Durante los tres días siguientes se produjo un breve respiro. Grom reagrupó su ejército y ordenó la preparación de más máquinas de asedio. Los goblins desnudaron a los muertos y quemaron los cadáveres en grandes piras funerarias. Las sucias cenizas de los quemados fueron arrastradas por el viento hacia Tor Yvresse y desmoralizaron aún más a sus escasos defensores. Colmillo Negro se sumergió aún más en su locura, mientras que la energía que fluía en él devoraba su cerebro y consumía su alma. Se sentaba alrededor de las grandes hogueras del campamento vociferando y estremeciéndose alternativamente. Sus continuas profecías de catástrofes inminentes hicieron que un extraño mal humor se apoderara de la horda.
A los goblins no les gustaban los bosques hechizados ni los temblores de tierra. La erupción de las lejanas montañas les puso nerviosos. Notaban vagamente que grandes y terribles sucesos estaban sucediendo, y se vieron poseídos por una absurda creencia en su victoria final. Pero no estaban seguros de que la victoria les fuera a reportar algo. Colmillo Negro aullaba que el mar devoraría la tierra y que los muertos superarían en número a los vivos. Y la gran tormenta que se concentraba sobre Tor Yvresse aún no había estallado.
Solo Grom parecía no estar preocupado mientras recorría las tiendas y las posiciones de los centinelas, con una pierna de ternera en la mano, una jarra de vino en la otra y su gran hacha enfundada en la espalda. Levantaba el espíritu de sus tropas mostrándose insensible al miedo. Pero incluso Grom,en el lugar más recóndito de su corazón, empezaba a sentirse intranquilo. Regaló al chamán la capa de Moranion, como muestra de que todavía tenía confianza en sus profecías, pero en realidad Grom ya estaba empezando a dudar del chamán.

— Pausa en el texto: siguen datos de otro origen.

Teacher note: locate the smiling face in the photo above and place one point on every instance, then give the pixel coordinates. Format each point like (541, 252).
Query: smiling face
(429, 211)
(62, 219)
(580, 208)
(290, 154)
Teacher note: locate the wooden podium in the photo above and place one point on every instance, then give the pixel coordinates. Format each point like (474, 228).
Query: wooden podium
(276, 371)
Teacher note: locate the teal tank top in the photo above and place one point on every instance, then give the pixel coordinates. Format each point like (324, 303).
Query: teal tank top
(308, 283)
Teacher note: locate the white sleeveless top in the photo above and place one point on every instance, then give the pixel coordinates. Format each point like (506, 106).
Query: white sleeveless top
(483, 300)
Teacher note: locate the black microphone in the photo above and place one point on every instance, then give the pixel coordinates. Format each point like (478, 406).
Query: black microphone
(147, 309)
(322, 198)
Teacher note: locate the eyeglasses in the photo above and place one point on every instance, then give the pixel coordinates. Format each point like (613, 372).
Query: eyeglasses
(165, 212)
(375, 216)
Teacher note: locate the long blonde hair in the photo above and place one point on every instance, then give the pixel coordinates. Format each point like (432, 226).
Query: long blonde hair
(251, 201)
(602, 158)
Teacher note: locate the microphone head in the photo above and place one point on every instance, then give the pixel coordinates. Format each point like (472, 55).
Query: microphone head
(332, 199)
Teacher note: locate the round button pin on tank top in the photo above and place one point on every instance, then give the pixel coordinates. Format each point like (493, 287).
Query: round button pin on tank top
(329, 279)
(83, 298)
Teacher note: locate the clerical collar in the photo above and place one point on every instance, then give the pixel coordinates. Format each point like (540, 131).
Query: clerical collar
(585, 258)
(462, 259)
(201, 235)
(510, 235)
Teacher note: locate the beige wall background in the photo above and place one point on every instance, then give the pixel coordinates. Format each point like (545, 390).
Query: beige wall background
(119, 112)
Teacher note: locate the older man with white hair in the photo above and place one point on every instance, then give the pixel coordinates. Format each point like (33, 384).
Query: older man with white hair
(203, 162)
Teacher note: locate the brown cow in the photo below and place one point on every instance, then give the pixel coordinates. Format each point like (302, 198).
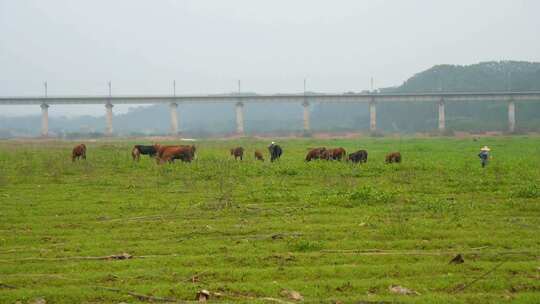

Una vez finalizados los preparativos , Grom ordenó al ejército avanzar sobre la lejana ciudad. Grupos de goblins arrastraban con grandes cuerdas las recientemente construidas máquinas de asedio. Los jinetes de lobo exploradores recorrían el campo ante ellos. La horda marchaba al son de monstruosos tambores y la tierra temblaba bajo sus pies.
En Tor Yvresse, los defensores reunieron todas sus fuerzas. No quedaban muchos guerreros para disparar los enormes lanzavirotes de las murallas de la ciudad. Nunca la gran metrópolis había parecido tan vacía. Durante los últimos años, Tor Yvresse había estado siempre medio desierta. Las pisadas resonaban extrañamente en las estancias de los palacios, en el interior de los cuales la población vivía y soñaba. El número de elfos había descendido en los últimos milenios, y sus ciudades, construídas para albergar a decenas de miles de habitantes antes de la gran Secesión de los Elfos Oscuros, siempre habían parecido silenciosas. Pero esto era algo nuevo, la sombra de la muerte, permanente y terrible, flotaba sobre la ciudad y lanzaba una penumbra más profunda que el cielo nublado.